Bart Simpson ist in Wahrheit eine Zeichentrickfigur

Okay, der Einfachheit halber hätte “Bild” heute natürlich auch wieder behaupten können, der Kinofilm “Die Simpsons” sei beliebter als der aktuelle “Harry Potter”-Film, weil “Die Simpsons” in den deutschen Cinemaxx-Kinos am vergangenen Wochenende mehr als 74.000 Zuschauer hatte und “Harry Potter” nur knapp 44.000. Aber das wäre dann ja bloß wieder genauso irreführend und falsch gewesen wie vor einer Woche (weil “Harry Potter” doch schon in der vierten Woche läuft, “Die Simpsons” aber erst in der zweiten — und “Harry Potter” es in der zweiten Woche immerhin noch auf 128.000 Zuschauer brachte).

Stattdessen hat sich “Bild” heute, eine Woche nach dem letzten großen “Simpsons”-Artikel, für eine andere “Simpsons”-Enthüllung entschieden, denn:

"Was kaum einer über den frechen Kino-Star wusste: Bart Simpson ist in Wahrheit eine Frau"

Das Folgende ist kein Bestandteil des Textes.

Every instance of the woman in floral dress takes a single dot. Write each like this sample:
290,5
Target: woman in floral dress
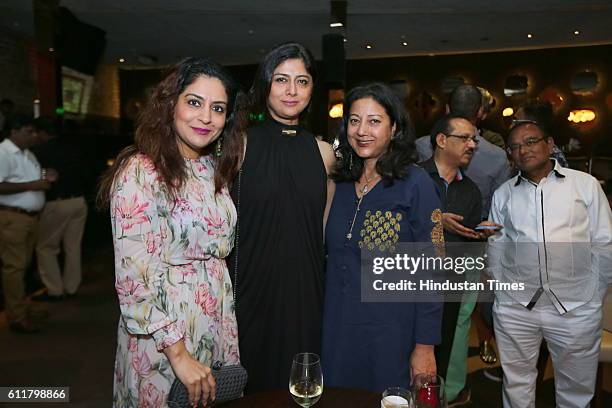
173,224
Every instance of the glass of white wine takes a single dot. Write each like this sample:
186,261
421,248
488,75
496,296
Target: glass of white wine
306,379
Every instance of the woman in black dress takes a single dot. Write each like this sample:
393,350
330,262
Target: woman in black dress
282,194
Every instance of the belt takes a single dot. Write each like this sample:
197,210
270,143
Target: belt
19,210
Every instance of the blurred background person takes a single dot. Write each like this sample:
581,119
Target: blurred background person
62,221
22,197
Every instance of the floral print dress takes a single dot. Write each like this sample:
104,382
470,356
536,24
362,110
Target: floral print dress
171,277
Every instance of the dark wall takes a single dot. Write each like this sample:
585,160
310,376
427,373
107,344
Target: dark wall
544,68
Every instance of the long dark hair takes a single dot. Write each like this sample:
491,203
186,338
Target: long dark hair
260,90
402,151
156,135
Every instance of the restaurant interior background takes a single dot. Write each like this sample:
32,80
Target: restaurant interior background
94,62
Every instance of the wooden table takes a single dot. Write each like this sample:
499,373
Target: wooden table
331,398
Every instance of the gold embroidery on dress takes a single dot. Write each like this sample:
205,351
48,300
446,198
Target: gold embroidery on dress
380,230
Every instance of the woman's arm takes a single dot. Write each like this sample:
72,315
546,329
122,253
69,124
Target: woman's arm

Und mal abgesehen davon, dass Bart Simpson aller Wahrscheinlichkeit nach in Wahrheit keine Frau ist, sondern sowohl im US-amerikanischen Original als auch in der deutschen Synchronfassung bloß von einer Frau gesprochen wird, hält sich der Neuigkeitswert dieser Information, nun ja, in Grenzen. Schließlich ist das sowohl in den USA als auch hierzulande seit der ersten Folge so.*

Und bekannt ist es auch. Dass die Schauspielerin Sandra Schwittau Bart Simpson synchronisiert, stand — um nur eines von zahllosen Beispielen aus den vergangenen Jahren zu nennen — bereits 1999 in der “Rheinischen Post” (damals übrigens unter der Überschrift “Bart ist eine Frau” und illustriert mit demselben Schwittau-Foto, das auch “Bild” heute, fast acht Jahre später, druckt). Stern.de hatte Schwittau zusammen mit den anderen deutschen Simpsons-Stimmen 2003 interviewt und DWDL.de ohne die anderen im vergangenen Januar, auf “Spiegel Online” findet sich seit zwei Wochen ein Video, auf dem man sieht, wie Schwittau inzwischen aussieht — und in der “Bild am Sonntag” (und auf Bild.de) heißt es immerhin seit vorletztem Sonntag:

"Was ist das Besondere an Barts deutscher Synchronstimme? Der Junge (10 Jahre) wird von einer Frau gesprochen: Sandra Schwittau."

Gut möglich also, dass das, wie “Bild” heute schreibt, irgendwann mal wirklich “kaum einer (…) wusste”.

*) Anders als “Bild” behauptet, leiht Schwittau dem “Kino-Star” übrigens nicht “seit 18 Jahren” ihre Stimme, sondern seit dem deutschen Serienstart 1991.

Mit Dank an Gregor G. für die Anregung.